GUEST COLUMN: Marco Cella and Sofia Mariasole Boer from Prase on how AV can make the difference in the new era of retail

The working environment is far from the only field that had to change due to the pandemic, as many markets’ traditions have been disrupted; and the classic retail industry is the one who has suffered the most.

There’s no more room to discuss a balance between e-commerce and bricks and mortar, it is time to directly question how physical retail can find a new role in the omnichannel strategy. A small step back is needed here: what does omnichannel even mean?

While you may not know the pure definition of the term, it’s probably the way you made your most recent purchase. In its broader sense, omnichannel strategy means moving through numerous channels to form an opinion and build the trust that leads to a final sale.

The pandemic has forced even the most reluctant customers to shift to a full-online shopping experience, changing their behaviour and habits. Although the return-to-office phase is taking the spotlight, the return-to-shop issue presents similar perils, but with longer-term effects. Physical retail is not going to be completely eradicated by virtual shops, but its role will inevitably change: it will lose what has always been its key objective (the purchasing act), but physical retail will maintain a critical part in the overall branding experience and awareness. AV technologies are the way to create a great offline experience, both reinventing and enchanting old retail's marketing strategies, or adding a unique substance to spaces.

Shop windows will take on a whole new meaning and goal, as they morph from displaying something to attracting someone: the limelight is not on the product anymore but on the person and his/her ability to decide to step through the door. That’s why we are seeing a rapid increase in window-facing LED walls, with content ranging from colourful videos to interactive media, even highly sophisticated fake 3D models that trick our eyes, as they exit from what we assumed was a fixed frame. Similarly, projectors are enjoying a second renaissance thanks to their use in artistic mapping, proving everyone wrong who saw them as yesterday's news. We are indeed getting closer to the style of advertising that 80s and 90s sci-fi movies promised us.

But it’s inside the shop where technology can be used to tell a story around a retailer's wares: why spend countless words describing how something is made when these details can be shown to a customer? The manufacturing process, a sound that a particular machine makes, why specific materials were chosen, all collide into a product experience that completes and enhances designers’ original vision.

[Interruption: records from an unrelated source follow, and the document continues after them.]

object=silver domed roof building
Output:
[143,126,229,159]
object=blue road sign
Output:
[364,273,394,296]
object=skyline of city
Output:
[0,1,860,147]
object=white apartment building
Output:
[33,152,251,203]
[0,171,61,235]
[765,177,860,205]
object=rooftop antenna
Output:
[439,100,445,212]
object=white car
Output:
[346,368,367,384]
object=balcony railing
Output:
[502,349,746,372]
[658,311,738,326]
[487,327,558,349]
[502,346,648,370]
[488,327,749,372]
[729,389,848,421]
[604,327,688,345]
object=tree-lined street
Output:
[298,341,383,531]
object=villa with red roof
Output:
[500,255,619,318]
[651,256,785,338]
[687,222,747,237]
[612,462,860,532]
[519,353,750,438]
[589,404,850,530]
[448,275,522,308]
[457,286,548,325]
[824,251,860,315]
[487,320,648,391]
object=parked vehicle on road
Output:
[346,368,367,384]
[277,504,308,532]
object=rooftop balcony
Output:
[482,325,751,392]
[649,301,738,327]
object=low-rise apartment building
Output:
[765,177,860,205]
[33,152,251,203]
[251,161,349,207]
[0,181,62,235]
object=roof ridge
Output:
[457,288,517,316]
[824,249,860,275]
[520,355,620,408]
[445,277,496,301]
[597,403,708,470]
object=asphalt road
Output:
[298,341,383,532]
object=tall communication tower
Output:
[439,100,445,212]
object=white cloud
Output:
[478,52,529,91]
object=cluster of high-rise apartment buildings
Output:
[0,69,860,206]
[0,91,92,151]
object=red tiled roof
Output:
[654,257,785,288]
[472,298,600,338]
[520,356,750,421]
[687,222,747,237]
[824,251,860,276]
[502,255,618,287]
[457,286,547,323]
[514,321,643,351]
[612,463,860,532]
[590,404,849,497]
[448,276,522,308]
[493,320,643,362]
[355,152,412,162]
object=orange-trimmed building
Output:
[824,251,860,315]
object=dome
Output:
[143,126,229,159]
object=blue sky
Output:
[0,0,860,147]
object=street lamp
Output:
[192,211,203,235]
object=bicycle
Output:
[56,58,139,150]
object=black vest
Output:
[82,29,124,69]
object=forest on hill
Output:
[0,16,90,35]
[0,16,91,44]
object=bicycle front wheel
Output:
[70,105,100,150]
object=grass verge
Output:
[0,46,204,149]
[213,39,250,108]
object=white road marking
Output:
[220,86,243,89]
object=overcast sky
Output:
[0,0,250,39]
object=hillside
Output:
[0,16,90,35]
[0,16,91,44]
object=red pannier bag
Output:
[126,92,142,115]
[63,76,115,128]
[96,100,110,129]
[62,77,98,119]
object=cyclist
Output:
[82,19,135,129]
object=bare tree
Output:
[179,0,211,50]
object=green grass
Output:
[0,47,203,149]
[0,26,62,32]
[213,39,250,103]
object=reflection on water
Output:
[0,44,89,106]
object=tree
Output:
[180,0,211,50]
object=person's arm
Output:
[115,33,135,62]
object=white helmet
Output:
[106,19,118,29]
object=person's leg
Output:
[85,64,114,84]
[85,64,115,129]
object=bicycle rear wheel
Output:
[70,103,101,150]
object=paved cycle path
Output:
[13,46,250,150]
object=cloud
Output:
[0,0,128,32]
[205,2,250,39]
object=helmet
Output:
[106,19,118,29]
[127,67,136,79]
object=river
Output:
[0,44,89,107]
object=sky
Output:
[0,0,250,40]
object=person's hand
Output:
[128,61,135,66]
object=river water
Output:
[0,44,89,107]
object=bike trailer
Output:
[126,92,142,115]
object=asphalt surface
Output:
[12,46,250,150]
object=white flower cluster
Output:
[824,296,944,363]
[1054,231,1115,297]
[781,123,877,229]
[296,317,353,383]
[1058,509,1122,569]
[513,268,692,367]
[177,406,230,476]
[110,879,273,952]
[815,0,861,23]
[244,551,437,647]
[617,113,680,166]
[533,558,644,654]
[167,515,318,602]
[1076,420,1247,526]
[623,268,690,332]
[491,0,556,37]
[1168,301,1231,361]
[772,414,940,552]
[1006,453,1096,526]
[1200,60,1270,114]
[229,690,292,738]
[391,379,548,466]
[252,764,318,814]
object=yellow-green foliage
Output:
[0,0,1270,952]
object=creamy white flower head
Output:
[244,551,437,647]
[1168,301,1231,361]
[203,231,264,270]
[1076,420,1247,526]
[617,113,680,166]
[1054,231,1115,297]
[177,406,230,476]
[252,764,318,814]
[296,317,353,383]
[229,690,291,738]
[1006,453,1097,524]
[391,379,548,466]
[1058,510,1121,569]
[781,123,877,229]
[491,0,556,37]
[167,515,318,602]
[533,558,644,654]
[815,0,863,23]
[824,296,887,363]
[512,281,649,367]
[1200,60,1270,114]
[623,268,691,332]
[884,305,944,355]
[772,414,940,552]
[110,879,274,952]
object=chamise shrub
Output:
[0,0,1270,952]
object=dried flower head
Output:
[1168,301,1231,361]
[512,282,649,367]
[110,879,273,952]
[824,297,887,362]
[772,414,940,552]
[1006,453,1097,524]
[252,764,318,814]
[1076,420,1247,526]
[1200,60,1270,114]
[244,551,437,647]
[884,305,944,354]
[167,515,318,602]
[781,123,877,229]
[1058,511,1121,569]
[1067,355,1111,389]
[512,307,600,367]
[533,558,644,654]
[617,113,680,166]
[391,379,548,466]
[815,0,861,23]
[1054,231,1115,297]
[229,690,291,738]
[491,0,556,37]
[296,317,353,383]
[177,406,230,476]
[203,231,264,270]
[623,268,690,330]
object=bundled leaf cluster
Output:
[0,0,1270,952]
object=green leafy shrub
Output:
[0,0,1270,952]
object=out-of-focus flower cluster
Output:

In a competitive era where every penny of a price tag gets scrutinised, mixed media is an extremely sharp tool to reclaim the core value of an item. Physical experiences have a certain degree of leverage and sales influence that currently can’t be fully replicated in virtual shops.

Retail is now in the business of entertainment and physical spaces can satisfy the renewed social needs of human interaction. Brands have the opportunity to create a powerful image and a solid bond that goes beyond a standard supplier-buyer relationship. As underlined by BCG's research 'Brand-centric Transformation', physical stores that engage the five senses of the customer sell at a more premium price. The post-pandemic scenario will be typified by a new age of bricks and mortar, emotional environments that empower the brand experience, leaving the purchase to one of the numerous touchpoints the customer can choose.